The teenager's footsteps felt lighter that afternoon.
Beneath his dirty clothes, he hid a bundle of smoked meat and several pieces of fresh bread, the result of a risky grab from a market on the outskirts of the city.
He had already imagined the Old Man's flat expression. Even without praise, at least there would be a small nod, a silent sign that they wouldn't go hungry for the next two days.
But as he stepped into the shack, the silence that greeted him felt… wrong.
There was no sound of a blade being sharpened. No harsh scent of cheap tobacco. No cynical muttering that usually welcomed his return.
"Old Man? Look what I brought," he called out, trying to break the strange stillness.
Silence. Only the faint dripping of water from the leaking tin roof answered him.
He stepped deeper into the darkness of the shack.

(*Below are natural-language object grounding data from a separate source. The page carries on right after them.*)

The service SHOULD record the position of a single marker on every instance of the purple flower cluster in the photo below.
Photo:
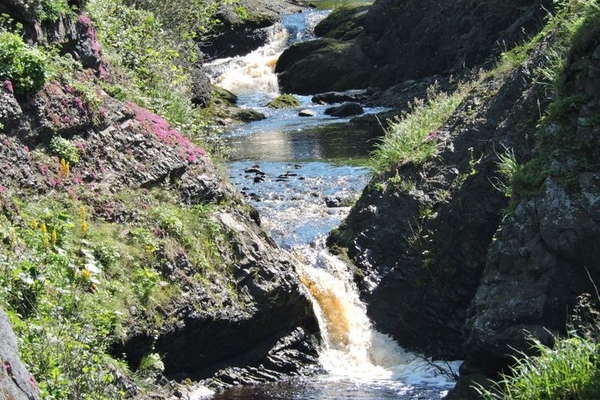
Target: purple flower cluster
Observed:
(86, 22)
(166, 133)
(8, 86)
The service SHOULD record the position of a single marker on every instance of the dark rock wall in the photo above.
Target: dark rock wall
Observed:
(545, 255)
(445, 266)
(422, 252)
(16, 383)
(122, 146)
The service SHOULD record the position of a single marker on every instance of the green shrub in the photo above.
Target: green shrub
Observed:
(568, 370)
(24, 66)
(64, 149)
(412, 137)
(50, 10)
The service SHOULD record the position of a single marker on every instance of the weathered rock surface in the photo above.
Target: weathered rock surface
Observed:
(16, 383)
(443, 266)
(393, 41)
(422, 250)
(238, 320)
(345, 110)
(544, 254)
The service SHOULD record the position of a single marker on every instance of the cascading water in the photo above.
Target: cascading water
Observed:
(293, 193)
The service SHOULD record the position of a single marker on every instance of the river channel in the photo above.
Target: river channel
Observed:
(301, 174)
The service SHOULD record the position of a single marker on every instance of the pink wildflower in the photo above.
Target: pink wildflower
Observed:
(8, 86)
(79, 104)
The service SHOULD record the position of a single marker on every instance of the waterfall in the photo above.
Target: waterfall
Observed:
(292, 207)
(352, 347)
(253, 72)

His heart began to pound as his eyes caught the silhouette of a body lying on the dirt floor. The bundle of food slipped from his hand, scattering across the dust.
"Old Man!"
He rushed forward, dropping to his knees beside the man who had raised him for over a decade.
The Old Man's body trembled violently. His breathing was ragged, short, and heavy, as if an invisible weight was crushing his lungs.
The teenager frantically examined him.
No bullet wounds. No stab marks. Not a single drop of blood stained the ground. Yet the Old Man's face was deathly pale, and the veins in his neck bulged like roots ready to burst. This death felt sudden… unnatural.
"Old Man! Hold on! What happened? Who did this?!" His voice broke, filling the narrow space. He pulled the rigid body into his arms.
The Old Man's eyes were wide open, staring directly at him.
There was something different in them. No longer cold and harsh, but filled with a deep guilt… a regret that had long been locked behind his cracked lips.
Those lips trembled violently, trying to form words.
He wanted to shout a name, a secret, or perhaps a warning.
But his throat seemed bound by some dark force. Only a hoarse hiss escaped, before his eyes dimmed, losing the light of life forever.
The rough hands that once saved him now grew cold in his grasp.
The teenager fell silent. He didn't cry.
His sorrow was swallowed by confusion and an overwhelming emptiness. At such a young age, he became what he should have been twelve years ago: alone.
Without family. Without protection. Without an identity tying him to the human world.
He stared at the Old Man's corpse with hollow eyes.
Inside his chest, something began to shift.
The pain he felt slowly transformed into a bottomless void. An absolute emptiness that devoured every trace of his humanity.
Unaware of it, in the suffocating silence of the shack, the darkness in the corner of the room seemed to breathe, merging with the void in his heart.
An entity that should not exist in this world… had heard his call.
The call of a soul that had never had a name.